Community safety includes safety from gender-based violence

Community safety and well-being plans (CSWPs) came into being as the result of the Safer Ontario Act, passed by the provincial government in 2018. It requires municipalities to create these CSWP plans, but offers little in the way of detail about what the plans need to include.

Recommendation #10 from the CKW inquest calls for the inclusion of intimate partner violence (IPV) in CSWBPs. The provincial government says its jurisdiction does not extend to mandating what goes into the individual plans developed by each municipality.

A number of communities have included a focus on gender-based violence (GBV), with provisions relating to both IPV and sexual violence, in their CSWBPs.

Including GBV in CSWBPs acknowledges that GBV, including IPV, is a serious and public problem, and that the community is going to be part of responding to and addressing that problem. It brings GBV out of the shadows into the public, which helps those living with GBV to feel less isolated. It makes GBV part of community conversations rather than a secret that people think they can’t talk about.

Here’s what you can do:

  1. Find out whether your community is one of the 95 that have declared IPV to be an epidemic.
  2. If it hasn’t, contact your local women’s shelter or sexual assault centre to find out if they are advocating for this.
  3. If your community has already made the declaration, find out whether it includes GBV in its CSWBP. You can do this by asking your city councillor or the women’s shelter/sexual assault centre.
    1. If it hasn’t, raise the issue with one of your city councillors and find out how you can be part of the process to develop GBV material to include in the CSWBP. There may be a working group or steering committee already in place or you might be able to start one.
  4. Speak out about the importance of including GBV in your municipality’s CSWBP. Write a letter to the editor, talk about it at your book club, parent council meetings, your religious institution or service club meetings.
  5. Look at CSWBPs from other communities that have included GBV.

While the provincial government doesn’t mandate what communities should include in their safety and well-being plans, it does strongly encourage the inclusion of four areas for action, all of which provide openings for talking about GBV:

  • Social programming
  • Prevention
  • Risk assessment
  • Incident response

Some of the themes you might want to include in your CSWBP are:

  • Background information about GBV in your community: statistics, patterns, unique issues
  • Information about services that are already available
  • Service gaps
  • Common challenges for survivors and those who cause harm
  • Strategies for responding to GBV so then safety and well-being of the entire community are enhanced

You will probably want to include specific actions that you think your community needs to take to improve its response to GBV. These need to have clear and measurable outcomes so you can assess whether progress is being made.

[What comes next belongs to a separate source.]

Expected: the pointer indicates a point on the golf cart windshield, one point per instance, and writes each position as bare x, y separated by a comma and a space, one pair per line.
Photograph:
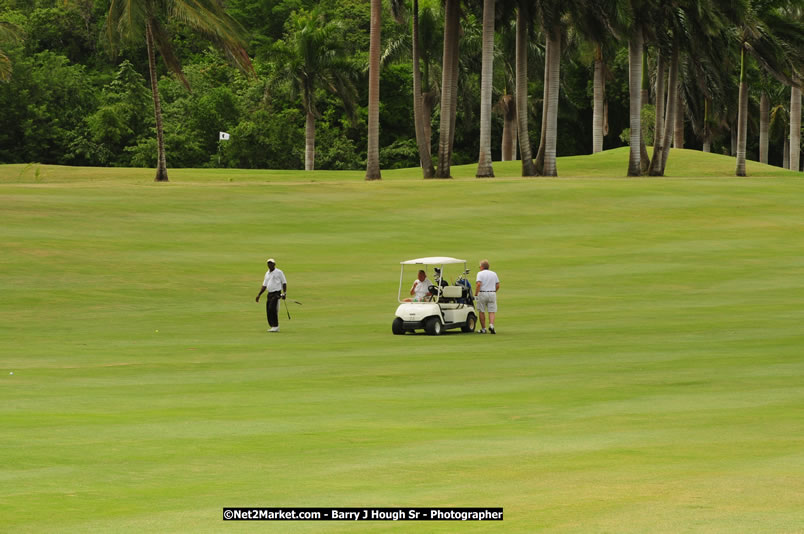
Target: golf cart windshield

Getting GBV into your CSWBP is a big first step and, once you have achieved this, you should celebrate your accomplishment. Then, you can get back to the ongoing work you still have to do:

  • Continue building connections with municipal politicians and others who have the power to implement the CSWBP
  • Make sure the community knows that your safety and well-being plan includes GBV
  • Monitor implementation by tracking activities to see if your outcomes are being achieved

Community safety and well-being plans on their own won’t end GBV, but they can play an important role in helping raise public awareness, making survivors feel less isolated and encouraging greater collaboration at the community level.

As a member of the Renfrew County community said at the time of the CKW inquest:

“To survive, you have to live in a community that takes responsibility for your safety.”